I found it interesting this past week the amount of publicity in the Apple community/blogosphere/Twitterverse that John Gruber’s stand against app store review prompts received. Gruber is one of a very select group of personalities that can bring an issue to the forefront of people’s minds simply by mentioning it on his site. Was anyone thinking about review prompts before Gruber brought the issue up? I know I’ve always thought they were annoying, but it never occurred to me they were a big enough issue to really focus on. However, Gruber decided they were an important issue and numerous other bloggers wrote response pieces and an entire dialogue was created out of sheer force of his will. That is tremendous power.

It makes me look around at this community and wonder if it’s a healthy place. The cliché is that it has become an “echo chamber” in which we all discuss the same issues and link to the same people and make the same comments. Yet, the reason that notion has become a cliché is I think it carries a lot of truth. There seems to be a comfort people have in following the crowd and getting outraged about the same things everyone else is getting outraged about. I sometimes see tweets from people and it almost seems like they are imitating how they think someone in the community should react to something, instead of actually thinking about the issue and having a genuine reaction.

But can we begin to move away from this “echo chamber”?

I think we need more voices in the community that are varied and nuanced and won’t simply be regurgitating the issues that more established figures in the community think are important. The problem is many are hesitant to write posts that go against the grain or that might offend one of their internet heroes. Of the ones that actually are brave enough to push the boundaries, they usually have no where near the audience as the big guns and no way to disseminate their views to the community as a whole. Thus, we are left with the same voices yelling back and forth, and while these voices are intelligent and astute, I think they may have become a bit stale over the years and too comfortable in their established talking points.

However, the ultimate solution to this problem might simply be time.

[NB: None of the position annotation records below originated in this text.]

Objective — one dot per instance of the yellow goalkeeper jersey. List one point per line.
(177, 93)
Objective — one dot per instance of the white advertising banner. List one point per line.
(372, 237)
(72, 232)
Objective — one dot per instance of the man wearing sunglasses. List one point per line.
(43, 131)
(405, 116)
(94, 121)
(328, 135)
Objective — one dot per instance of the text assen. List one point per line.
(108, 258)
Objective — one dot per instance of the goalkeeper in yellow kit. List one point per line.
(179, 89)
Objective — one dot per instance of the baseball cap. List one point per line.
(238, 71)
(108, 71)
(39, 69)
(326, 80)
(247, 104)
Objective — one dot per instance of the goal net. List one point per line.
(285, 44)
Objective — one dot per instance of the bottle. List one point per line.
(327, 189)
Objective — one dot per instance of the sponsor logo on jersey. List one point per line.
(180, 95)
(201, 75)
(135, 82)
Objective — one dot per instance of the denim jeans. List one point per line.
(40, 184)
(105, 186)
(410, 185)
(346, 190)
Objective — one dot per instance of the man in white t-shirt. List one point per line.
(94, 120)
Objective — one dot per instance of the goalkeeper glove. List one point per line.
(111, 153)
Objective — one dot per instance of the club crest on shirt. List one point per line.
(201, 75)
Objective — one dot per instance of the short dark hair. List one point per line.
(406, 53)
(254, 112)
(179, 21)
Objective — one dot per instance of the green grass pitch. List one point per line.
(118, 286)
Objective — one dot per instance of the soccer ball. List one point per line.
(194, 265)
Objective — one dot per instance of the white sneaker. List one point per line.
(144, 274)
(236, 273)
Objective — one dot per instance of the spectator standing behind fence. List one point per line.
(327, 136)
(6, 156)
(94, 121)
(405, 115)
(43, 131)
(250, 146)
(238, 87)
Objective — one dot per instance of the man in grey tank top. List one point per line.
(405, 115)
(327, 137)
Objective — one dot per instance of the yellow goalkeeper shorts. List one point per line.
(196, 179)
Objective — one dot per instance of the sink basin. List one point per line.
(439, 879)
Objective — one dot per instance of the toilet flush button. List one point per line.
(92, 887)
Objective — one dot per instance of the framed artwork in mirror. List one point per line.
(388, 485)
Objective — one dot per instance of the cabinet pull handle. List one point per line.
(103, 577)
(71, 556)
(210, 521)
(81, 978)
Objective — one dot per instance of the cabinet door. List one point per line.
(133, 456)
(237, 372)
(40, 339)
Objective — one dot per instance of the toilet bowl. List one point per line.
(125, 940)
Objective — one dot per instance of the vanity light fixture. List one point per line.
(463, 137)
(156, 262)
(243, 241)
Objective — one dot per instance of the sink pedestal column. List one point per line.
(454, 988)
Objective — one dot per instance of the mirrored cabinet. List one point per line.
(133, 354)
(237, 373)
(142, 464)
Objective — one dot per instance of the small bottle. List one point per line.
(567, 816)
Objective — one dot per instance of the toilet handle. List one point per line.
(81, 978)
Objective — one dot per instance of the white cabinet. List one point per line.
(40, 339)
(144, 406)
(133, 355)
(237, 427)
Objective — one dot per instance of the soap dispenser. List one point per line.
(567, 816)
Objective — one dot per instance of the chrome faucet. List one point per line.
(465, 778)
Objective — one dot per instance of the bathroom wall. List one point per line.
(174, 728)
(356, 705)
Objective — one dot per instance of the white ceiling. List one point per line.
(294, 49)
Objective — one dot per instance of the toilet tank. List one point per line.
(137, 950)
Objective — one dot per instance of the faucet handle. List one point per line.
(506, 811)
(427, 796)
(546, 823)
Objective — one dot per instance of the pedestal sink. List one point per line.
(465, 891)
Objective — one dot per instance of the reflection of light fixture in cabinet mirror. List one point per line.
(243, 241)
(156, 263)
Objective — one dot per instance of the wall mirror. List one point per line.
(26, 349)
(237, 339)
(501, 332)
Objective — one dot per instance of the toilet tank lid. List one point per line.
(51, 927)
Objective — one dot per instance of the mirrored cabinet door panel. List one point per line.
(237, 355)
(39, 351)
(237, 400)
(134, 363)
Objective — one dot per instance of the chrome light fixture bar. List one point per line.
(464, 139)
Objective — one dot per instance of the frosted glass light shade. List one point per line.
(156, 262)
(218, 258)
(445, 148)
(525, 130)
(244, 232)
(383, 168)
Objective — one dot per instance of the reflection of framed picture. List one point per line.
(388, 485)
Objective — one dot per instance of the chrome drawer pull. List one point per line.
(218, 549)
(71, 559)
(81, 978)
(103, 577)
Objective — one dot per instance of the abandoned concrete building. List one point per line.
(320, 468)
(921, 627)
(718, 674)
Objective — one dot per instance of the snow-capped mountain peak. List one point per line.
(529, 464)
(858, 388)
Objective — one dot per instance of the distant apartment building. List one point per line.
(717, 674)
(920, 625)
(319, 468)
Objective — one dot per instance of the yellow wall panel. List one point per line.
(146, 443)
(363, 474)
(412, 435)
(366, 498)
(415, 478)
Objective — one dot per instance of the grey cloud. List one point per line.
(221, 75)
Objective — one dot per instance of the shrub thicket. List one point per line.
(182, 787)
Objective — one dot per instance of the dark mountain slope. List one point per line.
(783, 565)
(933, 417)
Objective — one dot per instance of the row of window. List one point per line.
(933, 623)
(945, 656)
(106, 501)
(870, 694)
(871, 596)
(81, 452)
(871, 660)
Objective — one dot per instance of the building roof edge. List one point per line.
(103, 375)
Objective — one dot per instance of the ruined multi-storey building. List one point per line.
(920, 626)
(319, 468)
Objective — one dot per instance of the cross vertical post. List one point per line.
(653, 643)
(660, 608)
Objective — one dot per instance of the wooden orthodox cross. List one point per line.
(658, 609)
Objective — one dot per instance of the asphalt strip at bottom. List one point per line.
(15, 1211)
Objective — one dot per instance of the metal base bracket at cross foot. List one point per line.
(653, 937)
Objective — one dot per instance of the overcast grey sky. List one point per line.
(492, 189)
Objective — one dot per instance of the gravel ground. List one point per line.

If you see the Apple community as a series of concentric circles, the established voices reside in the center, with the less popular voices slowly emanating out into the larger and larger circles. I’m currently at the circle farthest from the center. My circle is extremely large, but jammed with thousands of other bloggers and tweeters and podcasters, all trying to get a word in edge wise. We throw our voices out towards the center and hope people in the inner circles notice us, but usually we get lost in the shuffle. However, the voices in the inner circles boom out from the center and permeate to all the other larger circles.

Taking this metaphor further (maybe too far), I see those large, outer circles as exerting a tremendous amount of pressure on the inner circles. While individual voices have little power, the concentrated force of thousands of voices will eventually push into the inner circles. In time, those at the center will give into the pressure and be pushed down into the void. That’s how any community works, a slow, but constant rippling of the circles inwards. The voices of today replaced by the voices of tomorrow. Thus, right now we may feel like we are treading water with the same people and issues and viewpoints, but it will change, eventually.